“There is no fear in love. But perfect love drives out fear because fear has to do with punishment.” (1 John 4:18)

The Fear We Were Given

I don’t remember the first time I heard about hell. But I remember the first time I felt it – tightness in my chest, breath caught somewhere between dread and disbelief. It wasn’t fire or brimstone, but the hollow weight of realising that fear had just been dressed up as salvation.

It was during another long weekend of conference activities – volunteers rushing, visiting speakers pouring themselves out, all in pursuit of what we were told was a move of God.

And then came the altar call.

This time, with a twist:

“If you know that when the trumpet sounds today, you will be left behind, come out now… because tomorrow may be too late.”

I watched as people rushed forward. My heart broke. Not because they had found salvation – but because they had judged themselves unworthy.

It wasn’t conviction I witnessed – it was fear.

Faith, they said, was about certainty. Obedience. Getting it right. Because getting it wrong was daring. Costly. Dangerous.

They thought they were running toward God.
But weren’t they just running from fear?

The more I tried to silence the suspicion that something was off, the louder it grew.

“What if faith was never meant to feel like captivity?
What if love – true love – was never about control?
And what if the gospel we were given wasn’t the gospel at all?”

When Faith Is Built on Fear

Somewhere along the way, Jesus’ invitation – “Come, follow me” – became a warning:

“Enter, but remain at your own risk.”

God became the enforcer.
Heaven, the reward.
Hell, the consequence.
Love, a transaction.

The good news, they told us, was that we could be saved—from wrath, from destruction, from ourselves.

And yet, salvation felt like survival.

Faith became a tightrope, every step a test—one wrong move, and judgment waited below.

From Fear to Love

It’s a strange thing, living with fear as your foundation – because when love finally comes, it doesn’t feel safe. It feels reckless. Dangerous.

We were conditioned to believe that freedom was rebellion.
That questioning was betrayal.
That God’s love was as fragile as our obedience.

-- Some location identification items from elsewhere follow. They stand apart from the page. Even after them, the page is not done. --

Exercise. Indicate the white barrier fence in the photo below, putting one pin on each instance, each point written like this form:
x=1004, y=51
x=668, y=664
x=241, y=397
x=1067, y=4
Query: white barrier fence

Is it any wonder we worked so hard to validate the calling?
To prove we were worthy?

So we built walls.
We called them doctrine.
We called them truth.

We thought they would keep us close to God.
But all they did was lock us inside ourselves.

Yet love was never inside the walls we built.

It was found in the spaces we were warned about.
In the questions that shook our certainty.
In the people, we were told to avoid.

The irony? It wasn’t doubt that kept us from seeing God.
It was fear.

What If We Got It All Wrong?

Jesus never led with fear.

He didn’t gather followers by threatening hell.
He didn’t manipulate through warnings of eternal loss.

He gathered them by showing them heaven – right there, in the mess of their ordinary lives. He called fishermen, tax collectors, and outcasts – not with fear, but with invitation. Not with warnings, but with welcome.

So what if faith isn’t about securing a future?
What if it’s about waking up to the present?
What if heaven was never meant to be a distant hope but a reality breaking in—here, now, within us?

And if perfect love drives out fear, then maybe the moment we stop being afraid is the moment we finally understand what faith was always meant to be.

Reflection

What parts of your faith have been built on fear?
And what happens if you let them go?

Maybe faith isn’t about running toward safety.
Maybe it’s about standing still – fully, freely, without fear – and realising that love is never waiting at the finish line.

Maybe love has been with you all along – waiting for you to stop running.